Sento il dovere di chiedere scusa.
Agli elettori e ai militanti che hanno creduto nel progetto di Leu alle elezioni del 2018.
Pochi o tanti che fossero, comunque oltre un milione di persone hanno votato, hanno lottato, hanno sperato.
Gli abbiamo sottoposto un ventaglio di candidature di valore, di specchiata coerenza, di grande forza evocativa.
Ma anche persone che si sono trovate evidentemente lì per caso, magari più per calcolo che per convinzione.
E il flipper di una legge elettorale assurda e truffaldina ha fatto il resto.
Eppure il programma di Leu era abbastanza chiaro.
Poche erano le zone d’ombra.
Se proponi l’abolizione del Jobsact, l’università accessibile a tutti, lo stop alle privatizzazioni selvagge, discontinuità con i disastri della buona scuola, la difesa della centralità del Parlamento contro il presidenzialismo strisciante, significa che sei alternativo a tutto quello che ha rappresentato Renzi fino al 2018.
D’altra parte, se non abbiamo fatto l’alleanza con quel Pd all’epoca, un motivo ci sarà.
Abbiamo fatto errori, non siamo riusciti a dare un seguito credibile a quella esperienza, ma non eravamo tutti matti.
La frattura con il Pd targata Renzi era nota a tutti: se ne leggeva sui giornali, se ne parlava nelle trasmissioni televisive, se ne discuteva persino in qualche bar e in qualche piazza.
E quei motivi – come si vede anche in questi primi mesi di governo giallorosso – permangono.
Renzi ha scelto la strada dell’interdizione permanente, la logica del più uno su tutte le questioni, la follia di segare il ramo su cui è seduto il Governo Conte.
Un leaderismo esasperato che ha avuto come obiettivo principale – da quando ha fatto irruzione nella scena pubblica – quello di picchiare duro sulla sinistra politica, sul mondo del lavoro, sulla Costituzione.
Una escrescenza di destra che ha avuto la possibilità – per debolezza innanzitutto nostra, non per merito suo – di costruire un’Opa sullo schieramento progressista e modificarne il DNA.
Evidentemente, qualcuno all’atto dell’accettazione della candidatura, non si era accorto di tutto questo.
Passava di lì per caso, nella convinzione che una posizione vale l’altra.
Insomma, Renzi vale Bersani, Boschi vale Speranza, Grasso vale Lotti.
E potrei continuare all’infinito.
Oggi l’on.

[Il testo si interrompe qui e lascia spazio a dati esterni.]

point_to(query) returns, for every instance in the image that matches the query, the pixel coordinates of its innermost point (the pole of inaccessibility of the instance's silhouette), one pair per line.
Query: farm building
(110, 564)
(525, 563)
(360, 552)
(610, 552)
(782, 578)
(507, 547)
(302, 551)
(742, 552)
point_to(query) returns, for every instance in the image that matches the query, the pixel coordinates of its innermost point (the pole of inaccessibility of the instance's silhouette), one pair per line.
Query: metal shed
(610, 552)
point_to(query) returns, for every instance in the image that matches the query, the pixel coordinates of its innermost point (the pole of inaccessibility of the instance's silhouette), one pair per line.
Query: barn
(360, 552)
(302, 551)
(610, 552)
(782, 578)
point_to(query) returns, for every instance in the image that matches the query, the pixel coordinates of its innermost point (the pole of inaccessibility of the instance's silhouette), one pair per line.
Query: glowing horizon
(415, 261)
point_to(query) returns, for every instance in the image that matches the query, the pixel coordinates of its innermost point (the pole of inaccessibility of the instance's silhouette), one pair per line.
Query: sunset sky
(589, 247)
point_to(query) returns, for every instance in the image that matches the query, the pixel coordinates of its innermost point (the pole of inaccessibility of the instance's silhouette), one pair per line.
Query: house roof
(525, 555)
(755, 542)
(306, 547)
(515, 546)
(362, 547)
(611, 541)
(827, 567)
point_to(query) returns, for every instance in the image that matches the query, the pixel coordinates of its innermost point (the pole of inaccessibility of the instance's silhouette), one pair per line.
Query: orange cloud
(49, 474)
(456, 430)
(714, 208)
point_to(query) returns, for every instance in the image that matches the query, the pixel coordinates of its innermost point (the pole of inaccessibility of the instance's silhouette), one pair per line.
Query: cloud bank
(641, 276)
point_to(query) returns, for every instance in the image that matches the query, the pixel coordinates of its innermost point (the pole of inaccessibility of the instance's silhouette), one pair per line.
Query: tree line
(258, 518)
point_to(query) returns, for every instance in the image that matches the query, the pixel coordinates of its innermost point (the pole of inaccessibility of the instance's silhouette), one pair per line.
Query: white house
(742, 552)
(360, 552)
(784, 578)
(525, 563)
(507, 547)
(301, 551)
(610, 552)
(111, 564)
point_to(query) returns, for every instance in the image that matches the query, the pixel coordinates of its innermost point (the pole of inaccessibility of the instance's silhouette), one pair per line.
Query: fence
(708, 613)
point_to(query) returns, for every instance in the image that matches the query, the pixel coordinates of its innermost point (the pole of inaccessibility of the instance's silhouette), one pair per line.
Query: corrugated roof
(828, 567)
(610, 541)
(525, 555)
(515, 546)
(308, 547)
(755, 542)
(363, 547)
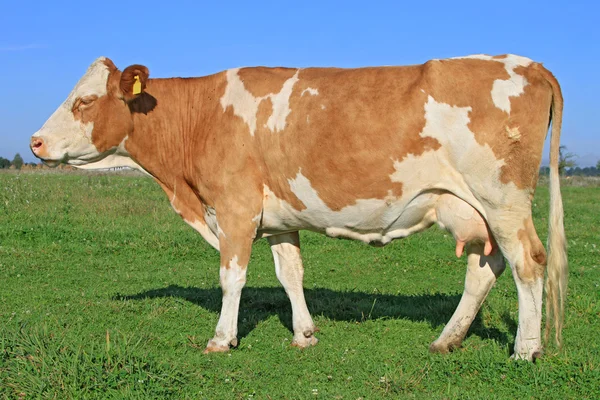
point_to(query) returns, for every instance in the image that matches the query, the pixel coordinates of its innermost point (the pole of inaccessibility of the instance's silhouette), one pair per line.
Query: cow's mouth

Michela Rostan lascia il gruppo di Leu per aderire a Italia Viva.
Con la stessa disinvoltura con cui si cambia un paio di scarpe.
Lo aveva fatto prima anche la Occhionero, con motivazioni analoghe.
Ovvero nessuna motivazione, se non evidentemente ottenere un quarto d’ora di celebrità in TV e sperare di fare un altro giro di giostra.
Nel caso specifico, Rostan mette persino in discussione l’operato del Ministro Speranza, che si sta battendo come un leone per salvaguardare la sanità pubblica, dopo anni di tagli e di austerità.
Una forma di ingenerosità intollerabile.
Ho detto più volte di essere contrario ad eliminare il vincolo di mandato dalla Costituzione.
Per fortuna nemmeno più il Movimento Cinque Stelle ci prova.
Eppure davanti al trasformismo più becero qualche domanda te la poni.
Persino le certezze più granitiche rischiano di crollare.
Soprattutto se consideri la politica come un’avventura collettiva e non come una vicenda personale.
Ma forse un rimedio c’è: occorrerebbe introdurre il “vincolo di dignità”.
Non serve scrivere una nuova legge o modificare la Carta Costituzionale, basterebbe imporre una regola semplice semplice: guardarsi allo specchio ogni mattina e domandarsi se servi la patria con disciplina e onore.
Perché se sei eletto con un programma di sinistra, non puoi finire in un partito che coltiva un progetto liberista che guarda a destra.
Questo significa in parole povere “vincolo di dignità”.
Innanzitutto, verso una comunità che ogni giorno lavora gratuitamente perché spinta da una molla che è potente e insopprimibile: si chiama passione politica.
Esattamente quello che diceva Gramsci: la politica è l’organizzazione delle passioni.
Che è più forte di qualsiasi carica elettiva.
E che non chiede altro che il recupero di una dimensione etica della rappresentanza, perché fare il parlamentare della sinistra non è uguale a fare il parlamentare di qualsiasi altra forza politica.
Un luogo dove gli eletti pesano, partecipano e contribuiscono anche economicamente alla vita dell’organizzazione, ma dove conta, parla e decide anche il semplice iscritto.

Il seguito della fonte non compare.